Poor agreement between measured and predicted REEs has been reported in certain circumstances, being as high as 635 ± 526 kcal/day in severely burned children.17 Bedside carts are therefore recommended to calculate optimal nutritional requirements in certain patient populations, including the following: (1) severely burned children; (2) ventilator-dependent patients; (3) patients with clinical signs of overfeeding or underfeeding; (4) patients with spinal cord injury or coma; (5) critically ill patients who are morbidly obese; and (6) those with failure to respond adequately to the use of diets determined according to equations, with failure determined by lack of improvement in clinical or biochemical nutritional measurements.
Monitoring Nutritional Status
Pediatric Assessment
Nutritional assessment in children, in addition to clinical history, physical examination, and biochemical markers, also includes plotting their growth on percentile charts. The Centers for Disease Control and Prevention (CDC) has published revised, standard, gender-specific percentile charts for growth, including stature and weight for age and BMI. These charts are demographically representative of the U.S. population from 2 to 20 years, with charts also available for younger children (Fig. 6-7). These charts are used to monitor a patient’s long-term nutritional progress. A patient’s position on the growth chart is the best simple tool to evaluate overall nutritional status in the acute setting. A value below the fifth percentile or a trend line crossing two major percentile lines indicates a serious failure to thrive.
Serum Proteins
A range of serum proteins are commonly used as indicators of nutritional status, with albumin being the most frequently used.

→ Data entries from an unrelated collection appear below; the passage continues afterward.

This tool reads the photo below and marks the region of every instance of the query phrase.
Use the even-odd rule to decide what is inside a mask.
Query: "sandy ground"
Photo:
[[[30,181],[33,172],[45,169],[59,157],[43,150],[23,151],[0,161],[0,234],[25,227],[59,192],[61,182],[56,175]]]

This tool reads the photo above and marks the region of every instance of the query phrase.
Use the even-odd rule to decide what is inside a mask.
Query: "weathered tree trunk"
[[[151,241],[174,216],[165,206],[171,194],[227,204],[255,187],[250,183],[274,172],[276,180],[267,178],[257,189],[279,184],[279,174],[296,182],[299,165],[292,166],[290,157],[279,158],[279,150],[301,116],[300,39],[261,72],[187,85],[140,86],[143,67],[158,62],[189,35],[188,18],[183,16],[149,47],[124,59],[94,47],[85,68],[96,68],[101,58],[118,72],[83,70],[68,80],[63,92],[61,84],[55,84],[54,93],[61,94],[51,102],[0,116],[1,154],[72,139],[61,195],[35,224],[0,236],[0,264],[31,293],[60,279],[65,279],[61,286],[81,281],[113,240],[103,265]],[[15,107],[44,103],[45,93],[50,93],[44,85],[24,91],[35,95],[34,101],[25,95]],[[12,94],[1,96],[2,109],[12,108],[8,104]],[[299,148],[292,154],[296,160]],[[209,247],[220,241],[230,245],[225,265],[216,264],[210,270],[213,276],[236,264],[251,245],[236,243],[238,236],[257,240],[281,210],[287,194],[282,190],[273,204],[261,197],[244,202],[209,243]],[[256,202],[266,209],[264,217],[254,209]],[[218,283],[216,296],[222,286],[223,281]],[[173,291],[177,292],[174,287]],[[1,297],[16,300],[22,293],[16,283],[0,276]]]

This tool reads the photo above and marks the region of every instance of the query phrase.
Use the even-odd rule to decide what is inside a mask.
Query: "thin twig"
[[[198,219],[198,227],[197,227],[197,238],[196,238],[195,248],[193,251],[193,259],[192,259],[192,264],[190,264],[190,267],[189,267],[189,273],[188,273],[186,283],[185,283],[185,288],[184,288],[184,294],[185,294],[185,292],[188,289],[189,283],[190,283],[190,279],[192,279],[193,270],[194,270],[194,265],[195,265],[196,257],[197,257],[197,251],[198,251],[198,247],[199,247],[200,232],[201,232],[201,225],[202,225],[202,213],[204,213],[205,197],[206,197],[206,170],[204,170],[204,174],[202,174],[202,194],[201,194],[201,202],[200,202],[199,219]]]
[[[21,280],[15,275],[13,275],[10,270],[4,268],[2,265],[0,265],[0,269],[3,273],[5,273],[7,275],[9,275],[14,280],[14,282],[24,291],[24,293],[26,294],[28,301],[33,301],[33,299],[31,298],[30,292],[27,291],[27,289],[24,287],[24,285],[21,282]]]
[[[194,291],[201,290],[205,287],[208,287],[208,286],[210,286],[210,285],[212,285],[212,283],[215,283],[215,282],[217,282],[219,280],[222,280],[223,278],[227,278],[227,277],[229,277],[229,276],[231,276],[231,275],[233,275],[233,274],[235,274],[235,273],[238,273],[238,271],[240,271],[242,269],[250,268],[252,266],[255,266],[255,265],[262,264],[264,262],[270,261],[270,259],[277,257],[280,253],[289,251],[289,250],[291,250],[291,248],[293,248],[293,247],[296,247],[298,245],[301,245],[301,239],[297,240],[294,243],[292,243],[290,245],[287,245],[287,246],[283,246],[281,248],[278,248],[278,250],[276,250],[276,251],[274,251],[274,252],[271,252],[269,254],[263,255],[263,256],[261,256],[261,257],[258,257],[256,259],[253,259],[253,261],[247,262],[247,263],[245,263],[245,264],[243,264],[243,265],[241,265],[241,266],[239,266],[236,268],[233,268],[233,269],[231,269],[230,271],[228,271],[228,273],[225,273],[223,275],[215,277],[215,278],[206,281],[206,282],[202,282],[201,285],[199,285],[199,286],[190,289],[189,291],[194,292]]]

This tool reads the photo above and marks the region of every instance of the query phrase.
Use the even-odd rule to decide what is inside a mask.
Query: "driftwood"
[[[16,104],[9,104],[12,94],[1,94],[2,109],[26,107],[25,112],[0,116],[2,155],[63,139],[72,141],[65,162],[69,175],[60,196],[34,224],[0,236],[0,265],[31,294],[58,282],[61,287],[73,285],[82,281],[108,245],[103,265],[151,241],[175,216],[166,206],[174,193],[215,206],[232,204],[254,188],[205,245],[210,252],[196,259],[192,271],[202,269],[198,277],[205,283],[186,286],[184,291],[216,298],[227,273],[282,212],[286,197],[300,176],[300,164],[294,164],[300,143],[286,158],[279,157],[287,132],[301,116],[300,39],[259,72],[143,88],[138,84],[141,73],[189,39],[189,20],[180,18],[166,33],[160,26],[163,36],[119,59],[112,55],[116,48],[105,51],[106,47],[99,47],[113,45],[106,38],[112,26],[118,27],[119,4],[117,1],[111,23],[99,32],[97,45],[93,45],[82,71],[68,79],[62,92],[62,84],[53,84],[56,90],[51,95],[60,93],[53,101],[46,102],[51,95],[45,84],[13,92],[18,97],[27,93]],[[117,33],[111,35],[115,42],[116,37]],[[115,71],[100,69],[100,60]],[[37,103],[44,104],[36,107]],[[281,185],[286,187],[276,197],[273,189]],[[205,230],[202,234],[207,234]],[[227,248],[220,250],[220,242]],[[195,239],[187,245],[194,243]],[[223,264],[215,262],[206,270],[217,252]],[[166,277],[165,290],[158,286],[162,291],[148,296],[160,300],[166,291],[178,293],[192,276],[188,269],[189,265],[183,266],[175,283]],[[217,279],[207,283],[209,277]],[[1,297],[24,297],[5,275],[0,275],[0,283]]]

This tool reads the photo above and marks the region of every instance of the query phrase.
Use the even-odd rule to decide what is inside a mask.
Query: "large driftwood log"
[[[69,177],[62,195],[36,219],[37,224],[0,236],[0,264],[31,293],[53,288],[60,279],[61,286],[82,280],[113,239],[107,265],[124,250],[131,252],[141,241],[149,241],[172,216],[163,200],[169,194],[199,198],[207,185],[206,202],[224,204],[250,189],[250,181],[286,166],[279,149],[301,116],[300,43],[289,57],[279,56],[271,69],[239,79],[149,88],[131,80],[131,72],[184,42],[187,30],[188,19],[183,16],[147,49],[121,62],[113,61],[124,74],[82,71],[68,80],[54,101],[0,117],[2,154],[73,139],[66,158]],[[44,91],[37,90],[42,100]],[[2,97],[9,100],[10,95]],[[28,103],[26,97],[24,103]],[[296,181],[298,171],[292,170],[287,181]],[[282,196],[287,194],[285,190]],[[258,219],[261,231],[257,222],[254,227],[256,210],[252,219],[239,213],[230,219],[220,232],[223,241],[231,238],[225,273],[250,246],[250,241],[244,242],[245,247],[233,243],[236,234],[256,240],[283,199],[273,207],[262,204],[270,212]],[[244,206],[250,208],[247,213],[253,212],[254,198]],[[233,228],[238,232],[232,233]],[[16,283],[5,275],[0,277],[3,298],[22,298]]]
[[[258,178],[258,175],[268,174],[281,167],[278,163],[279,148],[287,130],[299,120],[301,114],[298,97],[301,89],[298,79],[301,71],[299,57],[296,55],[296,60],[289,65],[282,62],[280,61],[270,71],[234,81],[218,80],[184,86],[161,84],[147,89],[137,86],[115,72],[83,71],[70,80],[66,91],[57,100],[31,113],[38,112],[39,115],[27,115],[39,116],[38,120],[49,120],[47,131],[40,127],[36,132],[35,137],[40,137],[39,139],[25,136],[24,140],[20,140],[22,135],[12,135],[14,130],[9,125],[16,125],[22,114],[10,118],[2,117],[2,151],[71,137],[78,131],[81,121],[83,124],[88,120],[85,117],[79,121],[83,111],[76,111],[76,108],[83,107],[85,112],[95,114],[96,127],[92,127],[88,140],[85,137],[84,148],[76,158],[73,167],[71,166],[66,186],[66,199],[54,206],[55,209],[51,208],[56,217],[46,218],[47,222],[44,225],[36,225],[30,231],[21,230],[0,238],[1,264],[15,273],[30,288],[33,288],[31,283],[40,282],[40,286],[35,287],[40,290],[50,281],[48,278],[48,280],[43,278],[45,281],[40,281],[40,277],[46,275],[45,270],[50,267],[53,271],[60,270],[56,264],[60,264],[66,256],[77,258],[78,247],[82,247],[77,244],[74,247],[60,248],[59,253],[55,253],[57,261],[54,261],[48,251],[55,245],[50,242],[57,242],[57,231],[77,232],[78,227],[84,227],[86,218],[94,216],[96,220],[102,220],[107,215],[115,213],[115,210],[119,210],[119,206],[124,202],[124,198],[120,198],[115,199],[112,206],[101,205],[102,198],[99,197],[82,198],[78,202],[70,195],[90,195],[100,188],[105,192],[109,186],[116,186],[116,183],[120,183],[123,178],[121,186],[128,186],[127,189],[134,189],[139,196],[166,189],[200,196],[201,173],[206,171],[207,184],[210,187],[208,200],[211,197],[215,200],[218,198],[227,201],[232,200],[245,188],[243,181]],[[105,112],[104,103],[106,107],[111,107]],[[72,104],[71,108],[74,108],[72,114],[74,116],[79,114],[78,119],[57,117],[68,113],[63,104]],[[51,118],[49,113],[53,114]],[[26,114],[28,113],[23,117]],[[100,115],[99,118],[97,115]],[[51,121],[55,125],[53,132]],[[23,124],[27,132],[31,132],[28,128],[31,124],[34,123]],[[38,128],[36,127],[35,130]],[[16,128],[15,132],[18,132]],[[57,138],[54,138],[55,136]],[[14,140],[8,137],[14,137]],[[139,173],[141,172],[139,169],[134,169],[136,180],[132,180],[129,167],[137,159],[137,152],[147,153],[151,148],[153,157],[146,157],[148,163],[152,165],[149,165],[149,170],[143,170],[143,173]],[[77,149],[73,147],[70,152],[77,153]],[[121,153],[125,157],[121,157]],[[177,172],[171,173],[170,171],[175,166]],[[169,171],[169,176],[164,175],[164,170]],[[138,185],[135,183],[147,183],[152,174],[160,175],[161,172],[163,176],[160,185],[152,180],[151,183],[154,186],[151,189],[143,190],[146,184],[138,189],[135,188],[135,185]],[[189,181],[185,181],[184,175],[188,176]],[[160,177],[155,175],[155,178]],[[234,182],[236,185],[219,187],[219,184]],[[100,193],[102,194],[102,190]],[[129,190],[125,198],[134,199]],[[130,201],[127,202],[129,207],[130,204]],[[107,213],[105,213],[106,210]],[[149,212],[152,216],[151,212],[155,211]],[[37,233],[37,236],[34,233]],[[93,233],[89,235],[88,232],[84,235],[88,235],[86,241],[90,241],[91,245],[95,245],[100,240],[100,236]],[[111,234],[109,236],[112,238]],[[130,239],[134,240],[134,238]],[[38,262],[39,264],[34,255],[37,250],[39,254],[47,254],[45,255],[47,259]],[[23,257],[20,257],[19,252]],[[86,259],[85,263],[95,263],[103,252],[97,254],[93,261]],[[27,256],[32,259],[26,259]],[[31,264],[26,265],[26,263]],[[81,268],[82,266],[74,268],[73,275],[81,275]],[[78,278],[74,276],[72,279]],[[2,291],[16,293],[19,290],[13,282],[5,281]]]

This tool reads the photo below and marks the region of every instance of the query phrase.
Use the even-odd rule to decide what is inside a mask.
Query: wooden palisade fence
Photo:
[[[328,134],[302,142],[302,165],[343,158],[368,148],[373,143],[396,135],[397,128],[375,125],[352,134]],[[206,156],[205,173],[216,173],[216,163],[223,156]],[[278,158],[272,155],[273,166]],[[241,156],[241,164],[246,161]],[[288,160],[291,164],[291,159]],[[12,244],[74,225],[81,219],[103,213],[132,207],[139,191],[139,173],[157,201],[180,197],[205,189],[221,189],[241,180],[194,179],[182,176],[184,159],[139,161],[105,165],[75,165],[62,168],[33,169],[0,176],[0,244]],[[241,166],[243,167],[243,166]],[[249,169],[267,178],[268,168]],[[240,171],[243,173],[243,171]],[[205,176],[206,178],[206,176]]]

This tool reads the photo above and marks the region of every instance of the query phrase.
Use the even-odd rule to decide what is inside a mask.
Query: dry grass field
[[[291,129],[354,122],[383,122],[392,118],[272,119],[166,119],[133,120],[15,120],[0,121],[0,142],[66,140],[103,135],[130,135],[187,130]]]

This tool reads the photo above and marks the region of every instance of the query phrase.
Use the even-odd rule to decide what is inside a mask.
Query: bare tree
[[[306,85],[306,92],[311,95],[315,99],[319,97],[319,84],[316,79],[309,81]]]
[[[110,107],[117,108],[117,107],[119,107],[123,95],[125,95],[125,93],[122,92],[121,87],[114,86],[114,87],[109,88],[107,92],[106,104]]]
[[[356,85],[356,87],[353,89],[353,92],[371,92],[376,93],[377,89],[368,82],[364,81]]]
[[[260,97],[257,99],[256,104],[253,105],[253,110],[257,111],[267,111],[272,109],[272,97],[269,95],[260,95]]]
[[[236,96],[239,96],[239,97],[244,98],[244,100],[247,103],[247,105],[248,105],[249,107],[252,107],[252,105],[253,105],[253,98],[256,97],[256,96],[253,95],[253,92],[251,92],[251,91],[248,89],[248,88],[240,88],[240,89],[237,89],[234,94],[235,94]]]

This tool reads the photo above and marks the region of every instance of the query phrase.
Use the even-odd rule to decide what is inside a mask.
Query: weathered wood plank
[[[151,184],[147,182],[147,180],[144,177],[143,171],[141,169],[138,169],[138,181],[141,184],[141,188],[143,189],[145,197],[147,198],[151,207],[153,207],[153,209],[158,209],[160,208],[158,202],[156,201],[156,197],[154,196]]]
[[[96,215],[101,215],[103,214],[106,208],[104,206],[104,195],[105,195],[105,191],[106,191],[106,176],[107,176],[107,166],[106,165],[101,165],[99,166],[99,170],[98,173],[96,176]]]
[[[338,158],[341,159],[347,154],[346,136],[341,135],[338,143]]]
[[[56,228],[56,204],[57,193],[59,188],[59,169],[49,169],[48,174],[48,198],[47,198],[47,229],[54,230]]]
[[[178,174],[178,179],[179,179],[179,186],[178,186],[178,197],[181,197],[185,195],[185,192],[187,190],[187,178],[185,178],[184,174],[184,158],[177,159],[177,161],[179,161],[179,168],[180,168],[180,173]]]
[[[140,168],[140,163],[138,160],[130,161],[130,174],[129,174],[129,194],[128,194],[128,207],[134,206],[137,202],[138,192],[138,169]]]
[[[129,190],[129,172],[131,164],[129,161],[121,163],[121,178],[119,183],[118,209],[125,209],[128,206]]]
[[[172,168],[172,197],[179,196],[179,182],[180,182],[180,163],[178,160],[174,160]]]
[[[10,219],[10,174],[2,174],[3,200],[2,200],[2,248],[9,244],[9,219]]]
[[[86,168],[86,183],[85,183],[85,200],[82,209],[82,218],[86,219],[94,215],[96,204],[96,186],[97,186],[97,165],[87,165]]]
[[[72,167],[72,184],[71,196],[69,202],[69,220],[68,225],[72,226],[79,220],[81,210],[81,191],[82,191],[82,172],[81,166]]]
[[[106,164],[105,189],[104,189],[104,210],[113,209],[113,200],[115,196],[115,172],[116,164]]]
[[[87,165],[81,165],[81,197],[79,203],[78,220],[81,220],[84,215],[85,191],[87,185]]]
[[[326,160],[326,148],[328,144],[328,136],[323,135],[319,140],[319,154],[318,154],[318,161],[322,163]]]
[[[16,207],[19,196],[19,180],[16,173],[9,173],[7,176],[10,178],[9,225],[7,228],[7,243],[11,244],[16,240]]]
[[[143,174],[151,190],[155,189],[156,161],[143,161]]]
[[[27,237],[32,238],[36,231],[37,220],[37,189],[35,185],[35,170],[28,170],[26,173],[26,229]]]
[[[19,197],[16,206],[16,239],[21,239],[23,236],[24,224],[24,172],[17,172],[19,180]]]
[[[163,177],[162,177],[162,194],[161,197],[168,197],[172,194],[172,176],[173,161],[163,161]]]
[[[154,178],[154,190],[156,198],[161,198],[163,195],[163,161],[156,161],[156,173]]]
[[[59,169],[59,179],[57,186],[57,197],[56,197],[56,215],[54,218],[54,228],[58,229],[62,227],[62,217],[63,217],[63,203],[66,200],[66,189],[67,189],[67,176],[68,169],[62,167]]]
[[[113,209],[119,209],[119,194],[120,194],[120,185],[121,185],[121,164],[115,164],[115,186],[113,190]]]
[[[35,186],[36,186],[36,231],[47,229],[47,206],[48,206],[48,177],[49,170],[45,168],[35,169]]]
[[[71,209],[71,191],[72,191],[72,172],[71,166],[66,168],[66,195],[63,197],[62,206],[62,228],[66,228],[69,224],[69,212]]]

Albumin accounts for more than 50% of the total protein in serum and is the major contributor to colloid osmotic pressure. An albumin level below 3 g/dL suggests suboptimal nutrition and has been used as the primary preoperative serum marker of malnutrition (Table 6-3). Albumin has a long half-life (t1/2), approximately 20 days, and perioperative albumin levels have been found to be a better prognostic indicator than anthropomorphic measurements for morbidity and mortality in surgical patients.18,19 Serum proteins with a shorter circulating duration are also used; these include transferrin (t1/2 = 10 days), prealbumin (t1/2 = 3 days), and retinol binding protein (t1/2 = 12 to 24 hours), because these are more sensitive indicators of recent changes.
SERUM ALBUMIN (g/dL) | 30-DAY MORTALITY RATE (%) | 30-DAY MORBIDITY RATE (%) |
---|---|---|
>4.5 | ≤1 | ≤10 |
3.5 | 5 | 25 |
3.0 | 9 | 35 |
2.5 | 15 | 45 |
<2.1 | ≈30 | 65 |
Perioperative levels of serum albumin have been shown to be powerful predictors of morbidity and mortality.
Adapted from Gibbs J, Cull W, Henderson W, et al: Preoperative serum albumin level as a predictor of operative mortality and morbidity: Results from the National VA Surgical Risk Study. Arch Surg 134:36–42, 1999.